Below is my attempt at a custom attention function.

def CustomAttention(A: Float[Tensor, "batch posn_q n_heads d_head"], 
                    B: Float[Tensor, "batch posn_k n_heads d_head"]) -> Float[Tensor, "batch n_heads posn_q posn_k"]:
    A_cast = t.permute(A, (0, 2, 1, 3)).unsqueeze(-2)
    B_cast = t.permute(B, (0, 2, 1, 3)).unsqueeze(-3)
    diff = A_cast - B_cast
    square = diff**2
    sum = t.sum(square, dim=-1)
    return -sum

Basically, the code relies on broadcasting to calculate the elementwise difference for every query-key pair. All of my training is being done locally on a 3080ti and it seems to be using 100% of my gpu as expected. Is there anything I can do to make this run faster?

1

There are 1 best solutions below

0
On

When you say that it trains slowly, do you mean that the time-per-batch has worsened, or that the loss-improvement-per-batch has worsened?

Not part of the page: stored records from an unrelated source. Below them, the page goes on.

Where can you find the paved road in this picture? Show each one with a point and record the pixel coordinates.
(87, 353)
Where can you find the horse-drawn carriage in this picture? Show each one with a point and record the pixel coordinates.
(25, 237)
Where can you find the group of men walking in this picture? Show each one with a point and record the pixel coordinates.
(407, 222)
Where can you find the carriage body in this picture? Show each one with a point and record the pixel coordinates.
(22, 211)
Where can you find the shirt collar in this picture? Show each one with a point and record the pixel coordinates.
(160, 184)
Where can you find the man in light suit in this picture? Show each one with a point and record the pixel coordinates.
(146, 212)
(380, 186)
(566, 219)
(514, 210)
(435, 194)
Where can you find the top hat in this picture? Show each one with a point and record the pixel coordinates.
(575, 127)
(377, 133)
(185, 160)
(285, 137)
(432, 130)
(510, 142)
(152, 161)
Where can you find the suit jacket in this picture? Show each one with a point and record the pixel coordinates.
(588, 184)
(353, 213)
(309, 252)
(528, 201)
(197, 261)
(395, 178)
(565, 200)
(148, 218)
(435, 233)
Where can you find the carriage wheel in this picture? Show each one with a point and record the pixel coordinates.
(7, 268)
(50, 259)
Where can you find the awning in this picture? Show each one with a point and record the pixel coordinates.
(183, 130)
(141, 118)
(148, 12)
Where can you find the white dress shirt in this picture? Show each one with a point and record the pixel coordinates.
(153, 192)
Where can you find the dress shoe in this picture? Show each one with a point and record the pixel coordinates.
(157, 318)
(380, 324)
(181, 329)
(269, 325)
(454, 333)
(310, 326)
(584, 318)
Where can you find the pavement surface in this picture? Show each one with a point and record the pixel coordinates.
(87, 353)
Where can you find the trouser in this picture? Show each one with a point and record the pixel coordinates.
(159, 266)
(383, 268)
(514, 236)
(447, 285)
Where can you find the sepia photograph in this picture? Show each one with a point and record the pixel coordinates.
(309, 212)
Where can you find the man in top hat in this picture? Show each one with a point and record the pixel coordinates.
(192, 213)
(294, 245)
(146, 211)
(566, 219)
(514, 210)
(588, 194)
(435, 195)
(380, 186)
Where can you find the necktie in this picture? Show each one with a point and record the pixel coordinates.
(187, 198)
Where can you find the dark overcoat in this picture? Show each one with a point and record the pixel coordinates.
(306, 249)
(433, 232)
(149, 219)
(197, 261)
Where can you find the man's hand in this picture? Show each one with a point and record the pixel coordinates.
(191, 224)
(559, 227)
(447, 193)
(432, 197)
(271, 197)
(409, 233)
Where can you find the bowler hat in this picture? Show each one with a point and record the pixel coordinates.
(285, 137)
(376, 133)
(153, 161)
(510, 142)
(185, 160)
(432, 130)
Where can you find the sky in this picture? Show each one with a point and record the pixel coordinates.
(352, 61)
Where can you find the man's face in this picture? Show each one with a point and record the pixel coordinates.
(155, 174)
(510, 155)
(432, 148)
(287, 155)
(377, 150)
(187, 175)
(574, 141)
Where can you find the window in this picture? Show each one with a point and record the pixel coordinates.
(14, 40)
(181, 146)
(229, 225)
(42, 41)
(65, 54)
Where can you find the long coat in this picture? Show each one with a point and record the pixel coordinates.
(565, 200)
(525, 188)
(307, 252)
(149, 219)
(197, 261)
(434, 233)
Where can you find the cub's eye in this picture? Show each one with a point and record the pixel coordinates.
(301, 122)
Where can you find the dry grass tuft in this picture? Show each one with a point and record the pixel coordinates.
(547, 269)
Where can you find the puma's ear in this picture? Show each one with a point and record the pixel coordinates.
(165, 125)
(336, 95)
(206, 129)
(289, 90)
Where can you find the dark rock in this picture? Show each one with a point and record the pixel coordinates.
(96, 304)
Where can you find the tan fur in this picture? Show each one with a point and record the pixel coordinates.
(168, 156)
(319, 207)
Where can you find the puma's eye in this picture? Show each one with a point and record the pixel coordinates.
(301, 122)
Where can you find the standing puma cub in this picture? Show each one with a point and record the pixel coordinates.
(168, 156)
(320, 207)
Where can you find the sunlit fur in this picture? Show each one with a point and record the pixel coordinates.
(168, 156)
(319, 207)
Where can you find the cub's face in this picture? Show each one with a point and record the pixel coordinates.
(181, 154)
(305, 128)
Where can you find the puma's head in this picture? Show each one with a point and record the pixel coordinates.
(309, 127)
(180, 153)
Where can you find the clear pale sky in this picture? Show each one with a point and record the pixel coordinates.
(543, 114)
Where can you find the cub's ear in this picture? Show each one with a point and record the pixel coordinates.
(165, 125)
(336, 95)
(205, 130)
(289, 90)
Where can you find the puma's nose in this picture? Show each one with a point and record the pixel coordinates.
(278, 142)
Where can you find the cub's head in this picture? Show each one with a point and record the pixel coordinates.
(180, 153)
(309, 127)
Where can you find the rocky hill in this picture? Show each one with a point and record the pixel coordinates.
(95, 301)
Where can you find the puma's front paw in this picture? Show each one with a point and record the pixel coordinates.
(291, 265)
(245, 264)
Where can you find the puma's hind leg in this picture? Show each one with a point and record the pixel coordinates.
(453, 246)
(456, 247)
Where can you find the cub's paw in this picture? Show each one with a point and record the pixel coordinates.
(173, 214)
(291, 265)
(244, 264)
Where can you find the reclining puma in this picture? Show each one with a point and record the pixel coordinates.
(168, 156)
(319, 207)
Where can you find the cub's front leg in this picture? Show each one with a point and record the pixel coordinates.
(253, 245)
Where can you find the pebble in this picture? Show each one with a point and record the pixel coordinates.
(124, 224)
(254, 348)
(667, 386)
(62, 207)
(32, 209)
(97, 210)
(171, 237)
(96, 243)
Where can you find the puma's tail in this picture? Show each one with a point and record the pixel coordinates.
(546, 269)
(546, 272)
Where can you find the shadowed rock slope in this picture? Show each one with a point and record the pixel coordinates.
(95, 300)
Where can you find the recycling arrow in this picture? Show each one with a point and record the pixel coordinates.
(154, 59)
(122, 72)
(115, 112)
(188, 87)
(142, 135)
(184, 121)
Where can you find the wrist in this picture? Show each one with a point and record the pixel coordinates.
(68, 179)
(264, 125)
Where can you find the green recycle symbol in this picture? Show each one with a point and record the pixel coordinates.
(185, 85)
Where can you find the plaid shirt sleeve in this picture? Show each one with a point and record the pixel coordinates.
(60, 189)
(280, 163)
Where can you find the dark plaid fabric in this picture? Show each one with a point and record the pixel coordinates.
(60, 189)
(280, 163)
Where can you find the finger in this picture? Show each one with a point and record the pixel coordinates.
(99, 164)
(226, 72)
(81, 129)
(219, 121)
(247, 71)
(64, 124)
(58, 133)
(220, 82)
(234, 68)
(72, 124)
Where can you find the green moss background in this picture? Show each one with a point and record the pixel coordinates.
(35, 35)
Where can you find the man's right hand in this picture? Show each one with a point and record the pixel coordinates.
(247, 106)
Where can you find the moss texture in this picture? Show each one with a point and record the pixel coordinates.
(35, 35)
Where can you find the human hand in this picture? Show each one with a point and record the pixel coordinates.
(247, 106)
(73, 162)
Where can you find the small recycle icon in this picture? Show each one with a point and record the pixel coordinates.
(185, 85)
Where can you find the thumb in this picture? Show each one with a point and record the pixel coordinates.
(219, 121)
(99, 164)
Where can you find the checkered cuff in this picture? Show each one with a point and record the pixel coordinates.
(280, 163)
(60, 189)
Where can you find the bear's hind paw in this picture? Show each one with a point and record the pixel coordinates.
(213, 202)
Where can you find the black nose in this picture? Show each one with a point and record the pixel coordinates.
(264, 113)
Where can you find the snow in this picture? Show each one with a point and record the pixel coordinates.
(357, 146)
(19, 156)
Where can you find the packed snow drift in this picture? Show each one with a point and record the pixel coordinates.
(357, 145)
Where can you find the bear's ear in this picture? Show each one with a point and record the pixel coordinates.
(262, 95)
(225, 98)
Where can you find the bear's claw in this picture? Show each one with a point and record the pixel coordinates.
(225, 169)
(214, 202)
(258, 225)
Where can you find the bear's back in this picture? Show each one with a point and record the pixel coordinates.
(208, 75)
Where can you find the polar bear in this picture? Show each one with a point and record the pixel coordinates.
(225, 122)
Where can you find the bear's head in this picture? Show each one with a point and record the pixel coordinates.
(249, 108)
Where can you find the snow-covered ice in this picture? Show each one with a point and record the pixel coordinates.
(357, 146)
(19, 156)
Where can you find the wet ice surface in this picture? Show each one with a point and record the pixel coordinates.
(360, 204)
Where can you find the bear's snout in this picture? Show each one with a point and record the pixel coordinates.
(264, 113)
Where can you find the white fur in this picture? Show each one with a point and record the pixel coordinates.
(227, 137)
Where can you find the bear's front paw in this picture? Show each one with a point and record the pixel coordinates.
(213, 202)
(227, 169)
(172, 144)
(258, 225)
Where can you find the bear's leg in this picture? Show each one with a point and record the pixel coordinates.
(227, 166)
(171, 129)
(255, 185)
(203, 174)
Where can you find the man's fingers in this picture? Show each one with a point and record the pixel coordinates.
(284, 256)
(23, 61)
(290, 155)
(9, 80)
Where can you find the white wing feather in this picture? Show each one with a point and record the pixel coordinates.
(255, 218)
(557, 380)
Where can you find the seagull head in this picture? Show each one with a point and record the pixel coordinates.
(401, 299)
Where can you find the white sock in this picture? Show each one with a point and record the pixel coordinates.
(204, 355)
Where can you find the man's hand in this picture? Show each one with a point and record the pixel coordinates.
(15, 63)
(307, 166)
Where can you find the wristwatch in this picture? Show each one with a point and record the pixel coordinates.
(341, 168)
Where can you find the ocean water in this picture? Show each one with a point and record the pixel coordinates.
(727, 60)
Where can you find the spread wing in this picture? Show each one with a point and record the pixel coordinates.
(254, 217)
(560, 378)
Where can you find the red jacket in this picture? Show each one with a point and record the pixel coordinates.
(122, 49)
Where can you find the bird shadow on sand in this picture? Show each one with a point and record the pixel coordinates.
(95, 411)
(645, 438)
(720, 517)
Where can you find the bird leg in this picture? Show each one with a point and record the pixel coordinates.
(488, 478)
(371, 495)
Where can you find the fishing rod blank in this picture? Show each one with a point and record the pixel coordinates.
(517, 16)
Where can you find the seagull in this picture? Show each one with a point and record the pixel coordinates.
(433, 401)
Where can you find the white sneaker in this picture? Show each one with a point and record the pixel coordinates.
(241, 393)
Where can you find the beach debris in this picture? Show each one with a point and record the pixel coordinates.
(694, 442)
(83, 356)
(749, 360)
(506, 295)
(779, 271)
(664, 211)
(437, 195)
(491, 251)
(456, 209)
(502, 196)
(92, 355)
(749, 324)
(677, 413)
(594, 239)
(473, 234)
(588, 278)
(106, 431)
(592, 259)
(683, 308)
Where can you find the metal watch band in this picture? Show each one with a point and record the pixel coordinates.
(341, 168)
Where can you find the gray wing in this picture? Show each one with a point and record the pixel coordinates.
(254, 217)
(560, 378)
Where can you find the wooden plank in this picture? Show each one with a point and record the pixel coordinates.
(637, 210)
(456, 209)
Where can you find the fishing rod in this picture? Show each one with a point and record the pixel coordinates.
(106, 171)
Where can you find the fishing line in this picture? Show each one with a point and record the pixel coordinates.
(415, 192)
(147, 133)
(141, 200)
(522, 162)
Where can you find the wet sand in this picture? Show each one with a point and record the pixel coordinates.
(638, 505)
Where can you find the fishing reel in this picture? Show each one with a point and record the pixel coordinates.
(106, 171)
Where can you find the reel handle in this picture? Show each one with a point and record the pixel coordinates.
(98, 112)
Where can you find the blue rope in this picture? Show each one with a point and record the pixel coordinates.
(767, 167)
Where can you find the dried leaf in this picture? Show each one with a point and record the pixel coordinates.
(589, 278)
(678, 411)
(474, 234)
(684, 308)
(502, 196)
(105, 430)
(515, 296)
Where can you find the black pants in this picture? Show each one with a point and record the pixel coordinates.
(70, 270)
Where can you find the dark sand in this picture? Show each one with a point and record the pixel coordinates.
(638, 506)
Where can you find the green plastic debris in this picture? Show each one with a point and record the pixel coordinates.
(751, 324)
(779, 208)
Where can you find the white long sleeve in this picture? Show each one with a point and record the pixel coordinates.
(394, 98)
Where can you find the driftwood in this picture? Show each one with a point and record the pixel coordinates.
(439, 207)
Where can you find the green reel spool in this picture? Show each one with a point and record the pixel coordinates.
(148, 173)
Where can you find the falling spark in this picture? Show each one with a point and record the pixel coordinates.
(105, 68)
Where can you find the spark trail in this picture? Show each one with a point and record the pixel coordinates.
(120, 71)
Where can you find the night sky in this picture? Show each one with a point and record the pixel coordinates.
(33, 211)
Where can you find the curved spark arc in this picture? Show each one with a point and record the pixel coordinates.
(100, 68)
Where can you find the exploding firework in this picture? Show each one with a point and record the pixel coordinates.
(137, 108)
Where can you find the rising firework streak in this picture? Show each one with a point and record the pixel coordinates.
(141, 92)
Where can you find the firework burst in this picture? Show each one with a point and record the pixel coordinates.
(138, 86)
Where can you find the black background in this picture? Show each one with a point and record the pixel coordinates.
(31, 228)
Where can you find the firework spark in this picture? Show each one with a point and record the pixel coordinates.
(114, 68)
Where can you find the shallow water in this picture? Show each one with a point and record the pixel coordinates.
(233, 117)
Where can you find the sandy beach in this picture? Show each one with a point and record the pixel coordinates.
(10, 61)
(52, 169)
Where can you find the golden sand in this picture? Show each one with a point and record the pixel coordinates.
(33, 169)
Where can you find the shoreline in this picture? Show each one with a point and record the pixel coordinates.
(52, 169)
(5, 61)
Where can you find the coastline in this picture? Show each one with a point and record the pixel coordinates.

If it is the latter, this is not entirely surprising. Negative Euclidean distance attention does not produce the same training dynamics as scaled dot-product attention. A recent preprint on arXiv documents this phenomenon in a different setting:

C McCarter, “Inverse distance weighting attention.” Associative Memory & Hopfield Networks Workshop @ NeurIPS, 2023.